How has HIV changed your life?
It has robbed me of the chance to be friends, and have ongoing relationships, with some of the finest people I have ever met. It's also taught me how to be a leader, how to bring people together, how to manage, lobby and advocate.
What have you learned from becoming a Buddhist?
To just shut up.
Did becoming a Buddhist help you decide to leave your job?
On some level. It has influenced my thinking about who I am, who I want to be when I grow up, what I am attached to.
So the press release saying you're leaving talks about a career in government relations and organizational consulting.
[Laughs] What am I gonna say, work at the food court? They asked what jazzes me, what do I like the most? And I can tell you, government affairs, lobbying, organizing, I love it. I am inclined toward it, and I am good at it. Marketing, community affairs, advertising, all that stuff-that's the one spot I have the gay gene.
Will you ever run for office?
I would be a great candidate, but thinking about running for 18 months of my life made me feel exhausted. It does not mean I'll never run. It just means I could not find a way through those obstacles at this time.
Critics say CAP has become elitist and gone far from its roots.
That's wrong. If we served 1,700 people last year, the demographic is pretty darn grass-roots. It's not 1,700 white gay guys in the West Hills. People see an A+ advisory board that operates like a business, and people have this perception that all we care about is money. If there's controversy over my tenure, it is loudest in a segment of the gay community that feels like we have so professionalized the organization, pursued mainstream corporate dollars and marketed heavily to women and people of color, that we left them in silence.
But didn't you make common cause with some people of color who believe gays are immoral and even campaigned for Measure 36?
There are people who say that's the perfect example of me being a sellout.

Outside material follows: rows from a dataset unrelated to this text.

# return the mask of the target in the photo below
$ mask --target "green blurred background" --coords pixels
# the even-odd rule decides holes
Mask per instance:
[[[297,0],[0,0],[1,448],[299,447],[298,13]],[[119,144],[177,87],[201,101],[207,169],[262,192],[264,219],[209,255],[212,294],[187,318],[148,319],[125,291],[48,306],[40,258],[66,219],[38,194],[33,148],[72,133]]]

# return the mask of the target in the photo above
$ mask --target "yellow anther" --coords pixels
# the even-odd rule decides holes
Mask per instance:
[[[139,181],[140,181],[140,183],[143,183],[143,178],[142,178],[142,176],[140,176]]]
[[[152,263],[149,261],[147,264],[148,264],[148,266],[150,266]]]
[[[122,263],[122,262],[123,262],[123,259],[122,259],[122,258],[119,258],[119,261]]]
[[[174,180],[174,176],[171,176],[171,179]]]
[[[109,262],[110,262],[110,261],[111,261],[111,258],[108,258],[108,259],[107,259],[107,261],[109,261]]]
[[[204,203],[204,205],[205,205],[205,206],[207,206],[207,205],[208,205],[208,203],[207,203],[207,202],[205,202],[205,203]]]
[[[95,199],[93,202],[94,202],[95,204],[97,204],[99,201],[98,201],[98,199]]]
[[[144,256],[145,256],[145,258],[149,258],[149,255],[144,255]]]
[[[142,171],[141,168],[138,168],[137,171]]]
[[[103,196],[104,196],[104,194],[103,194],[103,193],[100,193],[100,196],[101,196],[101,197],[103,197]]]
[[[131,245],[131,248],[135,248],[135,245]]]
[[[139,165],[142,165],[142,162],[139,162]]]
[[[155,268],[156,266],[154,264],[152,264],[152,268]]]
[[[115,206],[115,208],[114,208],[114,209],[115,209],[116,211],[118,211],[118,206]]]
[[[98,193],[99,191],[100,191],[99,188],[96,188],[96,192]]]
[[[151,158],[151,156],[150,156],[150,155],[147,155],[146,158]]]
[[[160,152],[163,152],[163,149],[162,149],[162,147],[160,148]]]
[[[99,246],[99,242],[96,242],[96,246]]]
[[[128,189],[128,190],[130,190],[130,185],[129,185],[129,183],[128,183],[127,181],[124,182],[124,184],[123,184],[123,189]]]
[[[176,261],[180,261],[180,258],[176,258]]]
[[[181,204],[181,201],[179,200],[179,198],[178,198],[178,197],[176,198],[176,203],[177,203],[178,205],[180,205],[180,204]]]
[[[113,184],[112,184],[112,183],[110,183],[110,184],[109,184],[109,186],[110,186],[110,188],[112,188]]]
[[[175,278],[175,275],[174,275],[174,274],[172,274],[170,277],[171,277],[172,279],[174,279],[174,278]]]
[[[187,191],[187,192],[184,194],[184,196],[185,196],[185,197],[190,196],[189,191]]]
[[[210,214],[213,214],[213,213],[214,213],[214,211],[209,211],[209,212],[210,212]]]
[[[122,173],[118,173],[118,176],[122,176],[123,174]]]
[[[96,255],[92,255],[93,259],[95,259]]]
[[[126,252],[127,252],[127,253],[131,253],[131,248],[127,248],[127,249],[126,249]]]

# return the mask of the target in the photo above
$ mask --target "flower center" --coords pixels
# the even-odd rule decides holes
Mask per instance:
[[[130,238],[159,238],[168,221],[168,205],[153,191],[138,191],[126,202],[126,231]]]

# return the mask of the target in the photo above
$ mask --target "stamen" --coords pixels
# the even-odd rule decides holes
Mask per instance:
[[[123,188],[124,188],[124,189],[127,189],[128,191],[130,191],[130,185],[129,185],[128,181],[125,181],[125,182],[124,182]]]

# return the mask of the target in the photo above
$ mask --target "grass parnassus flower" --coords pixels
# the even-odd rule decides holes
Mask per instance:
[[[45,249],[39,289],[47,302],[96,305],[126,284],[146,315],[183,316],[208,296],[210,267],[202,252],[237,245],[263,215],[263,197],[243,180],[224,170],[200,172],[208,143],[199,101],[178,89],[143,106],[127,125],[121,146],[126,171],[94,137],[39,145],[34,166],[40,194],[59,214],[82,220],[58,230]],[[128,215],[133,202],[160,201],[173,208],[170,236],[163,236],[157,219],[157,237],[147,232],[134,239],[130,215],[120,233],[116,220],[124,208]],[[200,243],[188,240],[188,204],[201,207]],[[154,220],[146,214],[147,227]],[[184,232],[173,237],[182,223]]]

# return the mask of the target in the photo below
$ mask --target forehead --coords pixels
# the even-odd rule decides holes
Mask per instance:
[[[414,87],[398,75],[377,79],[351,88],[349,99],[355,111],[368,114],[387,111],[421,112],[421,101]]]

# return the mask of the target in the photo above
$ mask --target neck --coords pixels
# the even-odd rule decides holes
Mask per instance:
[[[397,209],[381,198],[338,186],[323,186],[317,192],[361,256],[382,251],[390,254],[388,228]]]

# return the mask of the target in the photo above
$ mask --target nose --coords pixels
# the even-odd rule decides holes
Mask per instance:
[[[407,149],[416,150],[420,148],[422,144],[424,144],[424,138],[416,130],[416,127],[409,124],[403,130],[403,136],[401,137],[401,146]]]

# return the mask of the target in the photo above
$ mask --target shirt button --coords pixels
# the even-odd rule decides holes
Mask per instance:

In my younger days, I probably would have felt the same way. I was so self-righteous that I had a mental litmus test that you needed to pass. That was stupid.
What scares you about the future of the AIDS fight?
I'm concerned when I look at syphilis rates going up for gay men. That's an extraordinarily sobering fact. Then you look at crystal meth and you look at websites specifically devoted to barebacking and it's a perfect storm brewing.
Bruner and his partner, Kevin Hendrick, moved here from Texas seven years ago. They live in Northeast Portland with their two dogs Tobias, a 7-year-old Australian shepherd mix, and Dionne, a 13-year-old Dachshund.